Roller coaster at BonBon-Land, Denmark

Vild-Svinet (Danish for The Wild Boar) is a steel roller coaster at BonBon-Land in southern Zealand, Denmark, approximately 100 km from Copenhagen. Vild-Svinet is the prototype for the Gerstlauer Euro-Fighter roller coaster model. At 97 degrees, the coaster is the steepest roller coaster in Denmark.

==History and design==
Opening on 16 May 2003, Vild-Svinet was the first ever Euro-Fighter model coaster to be built. When it opened, Vild-Svinet was the steepest roller coaster in the world (other Euro-Fighters would later tie its record) until its record was surpassed by Steel Hawg at Indiana Beach.
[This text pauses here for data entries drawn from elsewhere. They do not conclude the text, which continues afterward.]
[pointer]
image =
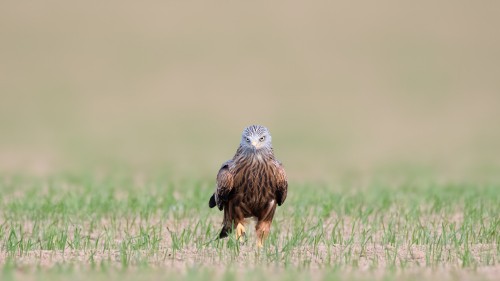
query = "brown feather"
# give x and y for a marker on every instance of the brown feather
(250, 185)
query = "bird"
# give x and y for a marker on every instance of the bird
(251, 184)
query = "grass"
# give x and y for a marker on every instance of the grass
(116, 225)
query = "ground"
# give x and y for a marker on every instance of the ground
(70, 226)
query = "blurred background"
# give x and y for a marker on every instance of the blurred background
(347, 89)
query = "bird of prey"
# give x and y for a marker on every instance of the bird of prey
(250, 185)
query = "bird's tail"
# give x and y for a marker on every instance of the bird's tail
(211, 202)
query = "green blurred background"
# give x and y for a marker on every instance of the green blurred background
(347, 89)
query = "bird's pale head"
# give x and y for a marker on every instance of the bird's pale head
(256, 138)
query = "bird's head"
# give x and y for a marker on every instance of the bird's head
(256, 138)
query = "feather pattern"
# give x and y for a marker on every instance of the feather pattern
(250, 184)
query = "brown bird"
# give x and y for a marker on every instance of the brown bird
(250, 185)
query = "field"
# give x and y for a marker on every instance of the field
(115, 118)
(68, 225)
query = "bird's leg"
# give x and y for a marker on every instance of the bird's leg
(262, 228)
(240, 231)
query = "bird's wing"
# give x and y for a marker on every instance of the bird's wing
(281, 183)
(225, 182)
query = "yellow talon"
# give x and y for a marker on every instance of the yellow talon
(240, 231)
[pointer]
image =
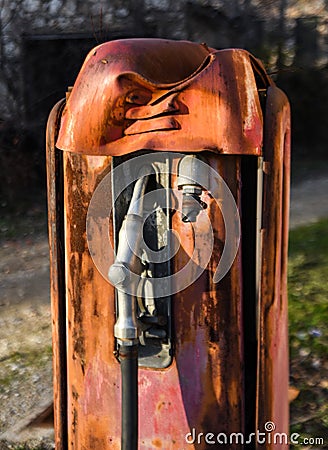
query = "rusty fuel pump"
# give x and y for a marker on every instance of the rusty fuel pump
(168, 187)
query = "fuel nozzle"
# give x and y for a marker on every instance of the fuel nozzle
(192, 179)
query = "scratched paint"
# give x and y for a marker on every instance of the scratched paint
(213, 97)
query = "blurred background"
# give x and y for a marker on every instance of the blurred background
(42, 47)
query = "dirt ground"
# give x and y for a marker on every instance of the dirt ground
(25, 318)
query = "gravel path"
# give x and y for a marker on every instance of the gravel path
(25, 334)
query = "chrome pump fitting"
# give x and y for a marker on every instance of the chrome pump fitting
(193, 178)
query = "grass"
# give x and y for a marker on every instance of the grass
(308, 318)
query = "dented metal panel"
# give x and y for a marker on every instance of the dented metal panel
(148, 94)
(163, 95)
(206, 374)
(273, 338)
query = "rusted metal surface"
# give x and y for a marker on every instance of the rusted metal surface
(273, 315)
(57, 274)
(148, 93)
(206, 374)
(207, 101)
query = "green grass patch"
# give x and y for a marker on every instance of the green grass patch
(308, 318)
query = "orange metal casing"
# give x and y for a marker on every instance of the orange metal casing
(217, 108)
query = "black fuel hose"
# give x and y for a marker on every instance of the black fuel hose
(128, 356)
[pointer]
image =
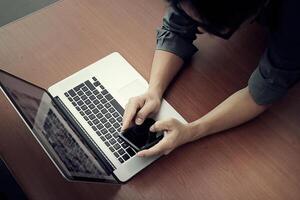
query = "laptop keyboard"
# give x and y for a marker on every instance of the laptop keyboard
(68, 150)
(103, 113)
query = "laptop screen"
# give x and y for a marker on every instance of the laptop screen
(74, 159)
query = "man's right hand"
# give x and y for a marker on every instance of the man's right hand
(139, 108)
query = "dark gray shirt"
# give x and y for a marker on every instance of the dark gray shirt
(279, 67)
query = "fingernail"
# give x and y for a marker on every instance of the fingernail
(152, 128)
(138, 121)
(140, 154)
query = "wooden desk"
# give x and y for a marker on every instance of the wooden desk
(259, 160)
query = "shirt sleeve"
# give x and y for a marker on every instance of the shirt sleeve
(177, 34)
(279, 67)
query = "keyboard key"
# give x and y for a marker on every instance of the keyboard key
(87, 112)
(130, 151)
(97, 83)
(117, 106)
(96, 101)
(100, 106)
(111, 149)
(102, 138)
(115, 114)
(100, 126)
(84, 89)
(111, 130)
(99, 115)
(80, 103)
(89, 93)
(80, 93)
(83, 97)
(119, 140)
(111, 110)
(121, 160)
(121, 151)
(112, 141)
(108, 97)
(107, 105)
(84, 107)
(95, 111)
(108, 136)
(87, 102)
(107, 125)
(89, 85)
(125, 157)
(103, 101)
(104, 92)
(96, 121)
(116, 125)
(98, 133)
(103, 120)
(76, 98)
(96, 92)
(124, 145)
(108, 115)
(99, 96)
(78, 87)
(112, 120)
(103, 111)
(117, 146)
(92, 97)
(119, 119)
(72, 93)
(104, 131)
(116, 135)
(116, 154)
(91, 106)
(92, 116)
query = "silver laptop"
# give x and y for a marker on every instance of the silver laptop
(78, 120)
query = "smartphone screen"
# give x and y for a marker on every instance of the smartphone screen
(140, 137)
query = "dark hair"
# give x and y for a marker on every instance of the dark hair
(223, 14)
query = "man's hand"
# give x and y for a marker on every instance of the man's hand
(139, 108)
(176, 134)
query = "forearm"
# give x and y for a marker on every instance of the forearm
(235, 110)
(165, 65)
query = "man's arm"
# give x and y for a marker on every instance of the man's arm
(165, 66)
(235, 110)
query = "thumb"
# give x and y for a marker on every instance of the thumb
(143, 113)
(162, 125)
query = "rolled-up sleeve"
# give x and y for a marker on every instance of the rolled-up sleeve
(177, 34)
(279, 67)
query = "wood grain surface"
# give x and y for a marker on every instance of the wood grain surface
(259, 160)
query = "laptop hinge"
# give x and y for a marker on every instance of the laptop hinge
(82, 133)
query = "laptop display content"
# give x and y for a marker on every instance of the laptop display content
(70, 153)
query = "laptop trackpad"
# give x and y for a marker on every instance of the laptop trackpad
(132, 89)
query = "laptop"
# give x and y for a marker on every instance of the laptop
(77, 121)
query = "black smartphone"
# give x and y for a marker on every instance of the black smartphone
(140, 137)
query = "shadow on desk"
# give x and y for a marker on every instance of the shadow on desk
(9, 189)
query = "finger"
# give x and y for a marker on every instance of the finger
(157, 149)
(143, 113)
(161, 125)
(129, 114)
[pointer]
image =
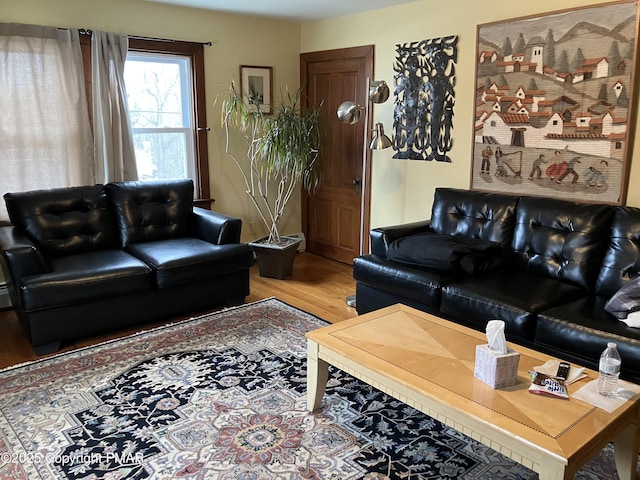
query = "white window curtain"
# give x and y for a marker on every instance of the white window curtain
(114, 150)
(45, 135)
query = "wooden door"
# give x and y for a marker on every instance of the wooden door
(335, 219)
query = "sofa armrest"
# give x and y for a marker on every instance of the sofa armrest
(382, 237)
(215, 227)
(20, 256)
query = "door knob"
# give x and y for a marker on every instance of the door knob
(357, 182)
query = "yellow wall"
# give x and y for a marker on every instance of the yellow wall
(238, 40)
(402, 190)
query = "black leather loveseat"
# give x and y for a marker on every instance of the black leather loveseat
(560, 262)
(84, 260)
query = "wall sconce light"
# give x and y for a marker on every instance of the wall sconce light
(350, 112)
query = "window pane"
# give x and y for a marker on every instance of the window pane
(160, 104)
(162, 155)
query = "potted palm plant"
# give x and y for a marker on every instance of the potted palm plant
(281, 153)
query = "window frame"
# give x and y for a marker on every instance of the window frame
(195, 51)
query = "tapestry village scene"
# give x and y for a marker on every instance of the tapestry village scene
(552, 104)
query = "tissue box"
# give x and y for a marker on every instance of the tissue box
(495, 369)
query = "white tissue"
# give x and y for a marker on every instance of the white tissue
(495, 336)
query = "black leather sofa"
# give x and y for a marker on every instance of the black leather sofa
(85, 260)
(560, 262)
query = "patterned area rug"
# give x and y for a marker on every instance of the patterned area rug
(223, 397)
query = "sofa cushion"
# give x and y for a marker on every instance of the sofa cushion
(621, 262)
(150, 211)
(414, 283)
(560, 239)
(515, 297)
(64, 221)
(446, 252)
(625, 301)
(75, 279)
(580, 330)
(487, 216)
(182, 260)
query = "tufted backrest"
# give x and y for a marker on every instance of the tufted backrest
(148, 211)
(622, 258)
(64, 221)
(487, 216)
(561, 239)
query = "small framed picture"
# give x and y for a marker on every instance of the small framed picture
(256, 86)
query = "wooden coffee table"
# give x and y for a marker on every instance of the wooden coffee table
(428, 363)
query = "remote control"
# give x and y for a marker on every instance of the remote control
(563, 370)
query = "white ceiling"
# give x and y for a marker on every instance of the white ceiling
(296, 10)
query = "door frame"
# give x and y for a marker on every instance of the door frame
(367, 52)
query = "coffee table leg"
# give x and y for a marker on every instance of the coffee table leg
(625, 448)
(317, 375)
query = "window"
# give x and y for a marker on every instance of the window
(160, 100)
(165, 86)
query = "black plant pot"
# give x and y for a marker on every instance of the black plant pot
(275, 261)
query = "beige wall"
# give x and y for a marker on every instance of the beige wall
(402, 190)
(238, 40)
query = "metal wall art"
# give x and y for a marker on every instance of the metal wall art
(423, 115)
(553, 114)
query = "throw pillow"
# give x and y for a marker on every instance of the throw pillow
(625, 300)
(446, 252)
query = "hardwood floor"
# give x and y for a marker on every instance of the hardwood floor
(317, 285)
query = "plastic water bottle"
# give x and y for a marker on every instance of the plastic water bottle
(609, 371)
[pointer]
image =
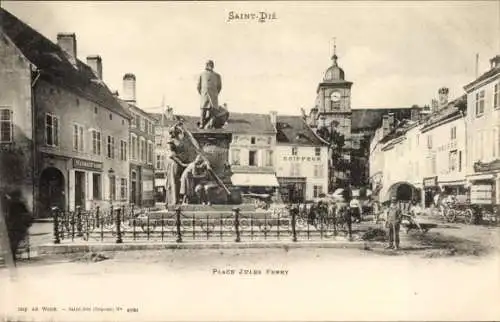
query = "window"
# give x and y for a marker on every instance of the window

Vild-Svinet was also the first roller coaster in the world to have an initial drop steeper than 90 degrees. The coaster has one inversion, a single vertical loop. There are also overbanked turns in the coaster's course. As with other Euro-Fighters, guests ride the coaster in single-car trains. Riders on Vild-Svinet are arranged in two rows of four. Vild-Svinet has generally been the most popular coaster at BonBon-Land since its opening.

==Awards and reception==

BonBon-Land and Gerstlauer were awarded the "FKF-Award 2003" by Freundeskreis Kirmes und Freizeitparks e.V. (Friends of Fairground and Amusement Association) for the construction of Vild-Svinet. The coaster was also ranked as the 3rd most innovative coaster of 2003 by COASTER-net. Frommer's included the coaster in their book, Frommer's 500 Adrenaline Adventures. Each award cited the coaster's steeper than vertical drop as being one of the primary justifications for Vild-Svinet's inclusion. Lonely Planet describes the coaster as "bonkers-looking" and notes that it is the most extreme amusement ride at BonBon-Land.